Amenazas y ultimátums
Es indudable que las observaciones amenazantes perjudican el objetivo de la crítica, tal como lo ejemplifica el caso de Susan, una estudiante de diecisiete años.
Cada vez que mi padre me critica, me siento como si me castigaran injustamente. Me amenaza con que si no me «enderezo», como él dice, me quitará el permiso de conducir, o me reducirá la asignación semanal, o no me dejará salir los fines de semana. Y nunca llegamos a hablar de qué es lo que él encuentra mal, ni de por qué lo encuentra mal, porque yo me enojo demasiado y entonces, me limito a ceder porque me da miedo lo que puede suceder si no lo hago.
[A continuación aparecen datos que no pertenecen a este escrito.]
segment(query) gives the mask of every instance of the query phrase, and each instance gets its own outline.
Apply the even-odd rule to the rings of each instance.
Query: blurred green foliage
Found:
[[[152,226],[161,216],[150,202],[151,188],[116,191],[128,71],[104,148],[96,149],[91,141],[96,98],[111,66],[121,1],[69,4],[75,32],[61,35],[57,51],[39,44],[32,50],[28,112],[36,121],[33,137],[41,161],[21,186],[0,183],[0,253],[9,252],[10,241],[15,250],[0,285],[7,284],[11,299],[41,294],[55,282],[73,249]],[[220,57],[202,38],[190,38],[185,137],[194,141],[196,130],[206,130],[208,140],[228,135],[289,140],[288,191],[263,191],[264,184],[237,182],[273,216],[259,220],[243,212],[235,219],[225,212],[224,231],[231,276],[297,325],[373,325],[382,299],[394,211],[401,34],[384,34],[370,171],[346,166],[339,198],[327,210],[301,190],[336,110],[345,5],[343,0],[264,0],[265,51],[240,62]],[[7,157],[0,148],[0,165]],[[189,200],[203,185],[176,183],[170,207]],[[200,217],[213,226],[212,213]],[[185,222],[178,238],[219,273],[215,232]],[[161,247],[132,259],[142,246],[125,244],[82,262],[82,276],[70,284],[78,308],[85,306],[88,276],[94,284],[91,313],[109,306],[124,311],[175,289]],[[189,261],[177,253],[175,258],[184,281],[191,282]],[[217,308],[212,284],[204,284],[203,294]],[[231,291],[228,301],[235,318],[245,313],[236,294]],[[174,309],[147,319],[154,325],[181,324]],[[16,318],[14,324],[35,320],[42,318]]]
En otro caso, una mujer insatisfecha con las técnicas eróticas de su marido, le señaló lisa y llanamente su fallos, pero no hizo el menor intento de decirle qué era lo que ella preferiría. En cambio, socavó más aún la confianza sexual de él, diciéndole que si no aprendía a complacerla, tendría que buscarse a alguien que lo hiciera. (Aunque la mujer se hubiera valido de una forma más sutil de amenaza —por ejemplo, mostrarse cada vez más fría ante las insinuaciones sexuales del marido—, el resultado habría sido el mismo).
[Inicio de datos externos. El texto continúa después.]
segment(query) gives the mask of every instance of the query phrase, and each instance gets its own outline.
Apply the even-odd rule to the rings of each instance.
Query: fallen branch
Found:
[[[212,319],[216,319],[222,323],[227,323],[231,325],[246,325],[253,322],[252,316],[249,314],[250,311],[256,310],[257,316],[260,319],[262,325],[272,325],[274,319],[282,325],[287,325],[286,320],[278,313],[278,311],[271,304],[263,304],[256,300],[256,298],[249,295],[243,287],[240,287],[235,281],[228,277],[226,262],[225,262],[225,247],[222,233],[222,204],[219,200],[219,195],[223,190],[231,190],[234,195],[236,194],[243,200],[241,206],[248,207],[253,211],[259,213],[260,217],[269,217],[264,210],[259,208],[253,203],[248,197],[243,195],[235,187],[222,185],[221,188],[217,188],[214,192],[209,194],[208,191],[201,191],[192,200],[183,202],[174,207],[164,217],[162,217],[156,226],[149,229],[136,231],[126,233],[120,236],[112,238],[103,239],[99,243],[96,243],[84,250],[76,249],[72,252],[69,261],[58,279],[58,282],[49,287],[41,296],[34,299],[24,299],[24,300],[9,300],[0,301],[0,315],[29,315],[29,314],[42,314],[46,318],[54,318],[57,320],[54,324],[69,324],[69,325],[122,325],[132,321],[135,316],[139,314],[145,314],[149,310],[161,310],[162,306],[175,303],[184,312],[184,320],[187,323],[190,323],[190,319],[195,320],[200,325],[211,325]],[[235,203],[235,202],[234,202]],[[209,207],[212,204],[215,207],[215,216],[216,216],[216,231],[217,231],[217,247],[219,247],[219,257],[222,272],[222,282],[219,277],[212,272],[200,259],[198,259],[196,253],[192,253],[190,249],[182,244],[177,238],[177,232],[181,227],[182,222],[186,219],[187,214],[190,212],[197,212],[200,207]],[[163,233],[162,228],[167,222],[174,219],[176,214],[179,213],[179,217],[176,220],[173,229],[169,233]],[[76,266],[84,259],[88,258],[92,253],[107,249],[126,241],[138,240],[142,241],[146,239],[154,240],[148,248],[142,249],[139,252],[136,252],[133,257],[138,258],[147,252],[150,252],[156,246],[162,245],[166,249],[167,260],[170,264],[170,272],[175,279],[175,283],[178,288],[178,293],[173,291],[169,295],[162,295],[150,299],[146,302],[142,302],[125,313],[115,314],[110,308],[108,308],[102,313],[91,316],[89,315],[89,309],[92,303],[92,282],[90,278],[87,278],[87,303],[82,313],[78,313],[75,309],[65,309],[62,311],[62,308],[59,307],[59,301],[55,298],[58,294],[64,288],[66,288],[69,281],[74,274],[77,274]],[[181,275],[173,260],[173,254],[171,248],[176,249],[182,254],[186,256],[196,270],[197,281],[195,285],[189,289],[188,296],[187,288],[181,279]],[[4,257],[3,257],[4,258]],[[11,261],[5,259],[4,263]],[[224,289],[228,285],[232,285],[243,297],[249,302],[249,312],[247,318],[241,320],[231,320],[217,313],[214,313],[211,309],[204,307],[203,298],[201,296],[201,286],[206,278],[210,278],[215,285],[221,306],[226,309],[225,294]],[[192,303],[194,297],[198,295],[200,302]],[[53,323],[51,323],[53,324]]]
Quienes acostumbran a rematar una crítica con la muletilla «porque si no…», confían en la amenaza como factor de cambio. Pero la amenaza, o bien paraliza a la persona criticada, o produce cambios por razones que no vienen al caso. Como una amenaza impone «condiciones» a una relación, la persona criticada reacciona movida por el enojo o el miedo ante las posibles consecuencias. Es posible que el comportamiento se modifique, pero no porque la persona esté de acuerdo con la crítica ni la entienda. Esta situación constituye un buen ejemplo de cómo a veces la crítica puede ser parcialmente efectiva, aun cuando sea destructiva. Dar a alguien un golpe en la cabeza puede ser una manera eficaz de obligarle a que preste atención, pero no es necesariamente una manera constructiva de conseguirlo.
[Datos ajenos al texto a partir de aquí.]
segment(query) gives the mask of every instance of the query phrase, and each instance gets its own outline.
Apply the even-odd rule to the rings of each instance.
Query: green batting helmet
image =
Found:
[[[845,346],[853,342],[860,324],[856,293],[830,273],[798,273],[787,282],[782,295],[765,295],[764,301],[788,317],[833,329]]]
A la larga, el uso continuo de amenazas como técnica para criticar, se vuelve totalmente contraproducente. Para empezar, cuando las amenazas se repiten con demasiada frecuencia, sin ser puestas en práctica, pierden eficacia. Y además, es muy posible que la persona criticada imite la jactancia y lance el desafío:
—Porque si no, ¿qué? ¡Pues date el gusto y haz lo que quieras, que a mí no me importa!
Y aun cuando tales enfrentamientos no pasen a mayores, es probable que en la relación quede un residuo de resentimiento; puede parecernos que siempre estamos «cediendo» y dejando que el otro —o la otra— se salga con la suya. Las amenazas convierten el proceso de crítica en una lucha por el poder, que es precisamente lo que jamás debería ser.